# [SOLVED] Konfiguracja jądra GRUB + ext4 (sda3)

## Karmazyn

Witam!

Problem w tym, iż jądro widzi poprawnie dysk i rozpoznaje na nim 4 partycje (mam tylko podstawowe).

Partycja systemowa to /dev/sda3 i sformatowana na system plików ext4.

Jądro nie potrafi zamontować /

Bez przerwy krzyczy: "No filesystem could mount root tried: ble ble ble ext4"

Śmieszna jest też próba montowania partycji dla systemów plików jakie nie zostały wkompilowane do jądro   :Cool: 

Nie pomaga opcja w GRUBie rootfstype=ext4

W jądrze stanu czystego (make clean, make mrproper) dodałem następujące sterowniki:

- NVIDIA SATA Support (jak oznajmiłem poprawnie widzi dysk)

- Ext4 Filesystem (bez obsługi partycji typu ext2 ext3, na cholere)

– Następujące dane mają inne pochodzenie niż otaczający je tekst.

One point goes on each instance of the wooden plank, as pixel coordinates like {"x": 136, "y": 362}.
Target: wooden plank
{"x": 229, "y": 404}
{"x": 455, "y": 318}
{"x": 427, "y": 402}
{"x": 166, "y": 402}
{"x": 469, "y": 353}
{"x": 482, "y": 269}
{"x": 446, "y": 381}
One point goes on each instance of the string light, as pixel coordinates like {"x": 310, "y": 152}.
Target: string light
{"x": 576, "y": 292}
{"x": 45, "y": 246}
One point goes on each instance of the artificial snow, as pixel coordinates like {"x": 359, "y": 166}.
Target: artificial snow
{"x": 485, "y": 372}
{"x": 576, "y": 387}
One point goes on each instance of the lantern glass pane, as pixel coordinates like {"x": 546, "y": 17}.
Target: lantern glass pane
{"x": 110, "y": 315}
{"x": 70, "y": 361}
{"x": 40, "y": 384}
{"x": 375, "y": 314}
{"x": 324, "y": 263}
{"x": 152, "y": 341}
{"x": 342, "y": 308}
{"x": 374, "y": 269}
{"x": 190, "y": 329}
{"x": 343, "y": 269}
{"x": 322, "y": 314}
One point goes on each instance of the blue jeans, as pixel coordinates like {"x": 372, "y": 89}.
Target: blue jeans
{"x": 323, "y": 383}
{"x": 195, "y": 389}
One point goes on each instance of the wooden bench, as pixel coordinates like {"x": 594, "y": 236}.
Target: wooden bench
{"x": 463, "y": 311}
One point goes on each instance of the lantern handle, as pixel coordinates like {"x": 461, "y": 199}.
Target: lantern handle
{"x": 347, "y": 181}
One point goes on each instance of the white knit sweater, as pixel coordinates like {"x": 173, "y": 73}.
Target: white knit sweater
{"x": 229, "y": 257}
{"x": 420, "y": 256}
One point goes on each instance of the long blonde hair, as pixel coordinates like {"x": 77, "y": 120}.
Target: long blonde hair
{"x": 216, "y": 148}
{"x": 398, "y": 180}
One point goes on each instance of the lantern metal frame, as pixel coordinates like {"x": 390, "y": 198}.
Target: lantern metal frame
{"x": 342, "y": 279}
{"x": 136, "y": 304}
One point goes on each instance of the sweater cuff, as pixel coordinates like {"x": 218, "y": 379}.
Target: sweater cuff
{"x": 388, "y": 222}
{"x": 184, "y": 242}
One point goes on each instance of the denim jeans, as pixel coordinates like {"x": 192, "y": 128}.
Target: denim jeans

Oczywiście wszystko wmontowane na stałe.

Próbowałem też z wywaloną opcją Generic ATA support (brak skutku).Last edited by Karmazyn on Sun Sep 23, 2012 5:07 pm; edited 1 time in total

----------

## SlashBeast

Uzyj initramfs do debugownia to, z https://github.com/slashbeast/better-initramfs/downloads mozesz pobrac gotowe binarne obrazy, najczesciej wystarczy rozpakowac, z-gzipowac initramfs.cpio i dodac do bootloadera.

Gdy podczas bootu poleci ten blad, sprawdz, czy z szela do ktorego dostep dostajesz widac /dev/sda*, czy mozesz to zamontowac, jak nie, sprawdz dmesg czy nie ma tam podanego powodu i tak dalej.

----------

## Karmazyn

Dobry pomysł  :Smile: 

Lecz...

Kernel wystartował i dostałem dostęp do shella.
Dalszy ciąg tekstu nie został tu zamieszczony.